Nicht lange. Dann kommt die erste dunkle Wolke. Da packte ich meine sieben Sachen zusammen, denn, schwarze Wolke heißt mehr Wind. Mehr Wind heißt Regen.

Sonnenuntergang im Hellen RiffFrüher habe ich mir den warmen Regen auf die nackte Haut prasseln lassen, weil der ja meist nach 5 Minuten zu Ende ist.

Ja, früher!

Nach 5 Minuten ist der Zauber vorbei und der Mond bescheint nur noch weiße Wolken.

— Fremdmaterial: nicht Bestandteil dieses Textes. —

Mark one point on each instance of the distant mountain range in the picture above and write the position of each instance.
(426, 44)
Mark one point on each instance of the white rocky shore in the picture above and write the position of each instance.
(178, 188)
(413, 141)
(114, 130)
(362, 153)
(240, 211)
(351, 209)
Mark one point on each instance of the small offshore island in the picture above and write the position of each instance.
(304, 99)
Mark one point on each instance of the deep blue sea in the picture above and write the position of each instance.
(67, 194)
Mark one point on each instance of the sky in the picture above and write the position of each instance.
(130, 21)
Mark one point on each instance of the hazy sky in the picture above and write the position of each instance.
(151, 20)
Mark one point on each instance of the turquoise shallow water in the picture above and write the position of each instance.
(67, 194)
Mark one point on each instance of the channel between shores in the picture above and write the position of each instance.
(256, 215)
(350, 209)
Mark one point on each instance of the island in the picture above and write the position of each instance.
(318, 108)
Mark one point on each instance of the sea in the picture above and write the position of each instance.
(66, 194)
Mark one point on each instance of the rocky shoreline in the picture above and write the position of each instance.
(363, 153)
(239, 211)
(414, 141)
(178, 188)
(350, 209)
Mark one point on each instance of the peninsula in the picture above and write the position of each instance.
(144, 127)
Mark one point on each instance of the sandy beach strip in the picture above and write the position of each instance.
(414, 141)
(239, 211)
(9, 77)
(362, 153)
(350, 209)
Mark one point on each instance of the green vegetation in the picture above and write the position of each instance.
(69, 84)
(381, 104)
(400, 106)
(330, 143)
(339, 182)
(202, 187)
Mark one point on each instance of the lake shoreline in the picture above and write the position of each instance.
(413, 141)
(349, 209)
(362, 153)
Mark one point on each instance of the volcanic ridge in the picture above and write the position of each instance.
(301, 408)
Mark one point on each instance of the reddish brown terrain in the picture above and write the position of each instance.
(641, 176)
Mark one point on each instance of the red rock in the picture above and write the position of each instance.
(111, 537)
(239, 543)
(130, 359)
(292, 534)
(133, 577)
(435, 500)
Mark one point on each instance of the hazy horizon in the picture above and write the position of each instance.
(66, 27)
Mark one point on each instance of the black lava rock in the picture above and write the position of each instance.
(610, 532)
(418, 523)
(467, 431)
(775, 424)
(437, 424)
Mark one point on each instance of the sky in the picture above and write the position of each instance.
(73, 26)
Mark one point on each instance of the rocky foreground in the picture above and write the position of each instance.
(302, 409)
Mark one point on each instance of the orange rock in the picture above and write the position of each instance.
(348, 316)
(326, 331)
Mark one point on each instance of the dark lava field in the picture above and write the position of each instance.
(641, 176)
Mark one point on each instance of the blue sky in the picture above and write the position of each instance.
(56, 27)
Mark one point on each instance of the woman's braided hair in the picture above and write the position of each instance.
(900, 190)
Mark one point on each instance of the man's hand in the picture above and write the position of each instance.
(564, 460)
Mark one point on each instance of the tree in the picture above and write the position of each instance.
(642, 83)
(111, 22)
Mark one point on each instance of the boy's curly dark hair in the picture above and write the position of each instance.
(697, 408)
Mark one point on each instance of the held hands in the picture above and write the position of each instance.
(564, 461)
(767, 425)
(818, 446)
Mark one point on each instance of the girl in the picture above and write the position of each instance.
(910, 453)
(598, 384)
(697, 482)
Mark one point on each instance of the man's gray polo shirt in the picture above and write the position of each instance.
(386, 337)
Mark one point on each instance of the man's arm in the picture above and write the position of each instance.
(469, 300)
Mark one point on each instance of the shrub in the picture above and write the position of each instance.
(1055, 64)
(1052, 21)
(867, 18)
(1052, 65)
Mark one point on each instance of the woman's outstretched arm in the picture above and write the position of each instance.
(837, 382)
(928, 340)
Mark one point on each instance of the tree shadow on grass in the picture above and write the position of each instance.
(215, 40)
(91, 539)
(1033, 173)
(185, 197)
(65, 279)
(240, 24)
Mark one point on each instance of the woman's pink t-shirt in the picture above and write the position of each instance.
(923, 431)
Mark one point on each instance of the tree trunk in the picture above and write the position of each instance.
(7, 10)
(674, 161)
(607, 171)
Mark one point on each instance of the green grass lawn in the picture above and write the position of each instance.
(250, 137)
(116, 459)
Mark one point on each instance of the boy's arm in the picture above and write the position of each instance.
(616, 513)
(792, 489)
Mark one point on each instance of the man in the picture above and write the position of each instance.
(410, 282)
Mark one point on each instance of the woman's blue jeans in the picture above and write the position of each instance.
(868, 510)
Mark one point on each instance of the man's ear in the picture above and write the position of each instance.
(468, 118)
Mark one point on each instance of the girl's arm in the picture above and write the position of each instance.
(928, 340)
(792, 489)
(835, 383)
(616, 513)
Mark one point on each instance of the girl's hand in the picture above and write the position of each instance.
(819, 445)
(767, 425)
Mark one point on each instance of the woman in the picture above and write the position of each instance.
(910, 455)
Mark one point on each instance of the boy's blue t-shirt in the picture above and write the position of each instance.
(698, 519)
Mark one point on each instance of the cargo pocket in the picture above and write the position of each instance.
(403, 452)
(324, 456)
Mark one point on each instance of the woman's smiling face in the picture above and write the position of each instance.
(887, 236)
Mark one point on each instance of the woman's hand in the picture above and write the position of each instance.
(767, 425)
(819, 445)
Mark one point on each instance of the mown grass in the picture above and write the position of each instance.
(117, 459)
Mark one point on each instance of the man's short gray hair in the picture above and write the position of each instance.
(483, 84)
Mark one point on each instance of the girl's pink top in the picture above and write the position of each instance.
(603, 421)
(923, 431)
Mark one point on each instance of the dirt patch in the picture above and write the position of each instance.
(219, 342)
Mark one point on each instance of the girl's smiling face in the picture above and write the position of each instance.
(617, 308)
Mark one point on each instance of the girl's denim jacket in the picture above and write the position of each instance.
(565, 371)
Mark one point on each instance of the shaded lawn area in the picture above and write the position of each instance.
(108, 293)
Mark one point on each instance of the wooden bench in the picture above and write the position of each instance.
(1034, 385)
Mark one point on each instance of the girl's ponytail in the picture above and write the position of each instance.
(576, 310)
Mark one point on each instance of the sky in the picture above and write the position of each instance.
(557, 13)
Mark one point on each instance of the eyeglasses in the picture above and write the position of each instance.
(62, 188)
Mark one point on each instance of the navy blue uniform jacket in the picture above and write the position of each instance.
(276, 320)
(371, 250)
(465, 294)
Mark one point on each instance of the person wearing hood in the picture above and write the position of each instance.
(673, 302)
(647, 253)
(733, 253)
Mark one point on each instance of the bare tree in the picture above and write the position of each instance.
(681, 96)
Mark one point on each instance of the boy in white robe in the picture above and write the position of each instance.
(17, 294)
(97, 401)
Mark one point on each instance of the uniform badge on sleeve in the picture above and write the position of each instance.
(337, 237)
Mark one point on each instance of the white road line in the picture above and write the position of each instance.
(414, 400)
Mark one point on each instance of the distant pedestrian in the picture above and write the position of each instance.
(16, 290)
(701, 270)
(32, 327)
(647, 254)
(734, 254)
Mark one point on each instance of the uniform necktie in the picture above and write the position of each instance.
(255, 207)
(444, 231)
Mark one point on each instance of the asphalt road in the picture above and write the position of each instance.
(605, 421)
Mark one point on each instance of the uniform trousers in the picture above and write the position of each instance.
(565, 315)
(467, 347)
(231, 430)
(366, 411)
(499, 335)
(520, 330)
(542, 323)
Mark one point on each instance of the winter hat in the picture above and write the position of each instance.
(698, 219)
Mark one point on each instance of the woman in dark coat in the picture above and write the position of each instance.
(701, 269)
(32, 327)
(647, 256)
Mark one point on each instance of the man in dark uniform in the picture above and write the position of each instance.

Das Deck glitzert nass. Im Hintergrund: Die Brandung rollt wie ferner Donner auf das Außenriff. Völlige Einsamkeit. Ruhe, himmlische Ruhe.

Vom Beginn unserer Reise in Kudat bis hierher sind es 1170 Seemeilen.

Gesehen haben wir auf See eine einzige Yacht.

Auf Deck ist auf der ganzen Strecke kein Seewasser gekommen.

Wie viel hunderttausendmal das Muggerl von Backbord nach Steuerbord getorkelt ist, habe ich nicht erfasst. 

Also, was soll das ganze Theater. Es war doch gar nicht so schlimm.

Auf dem Schiff leben und in dieser Region bedeutet halt, dass der Ausschlag des Pendels von "unangenehm" nach "unvergesslich traumhaft" ungleich viel ausgeprägter ist, als er mir in München geboten würde. Aber das wollte ich ja.

Also Schluss mit der Meckerei über das blöde Geschaukel und dass wir vier Tage und drei Nächte rudergehen mussten, weil der Autopilot aus UK wieder gestreikt hat. Alev hat es spielend weggesteckt, da werde ich es als „gschtandens Mannsbild“ auch schaffen!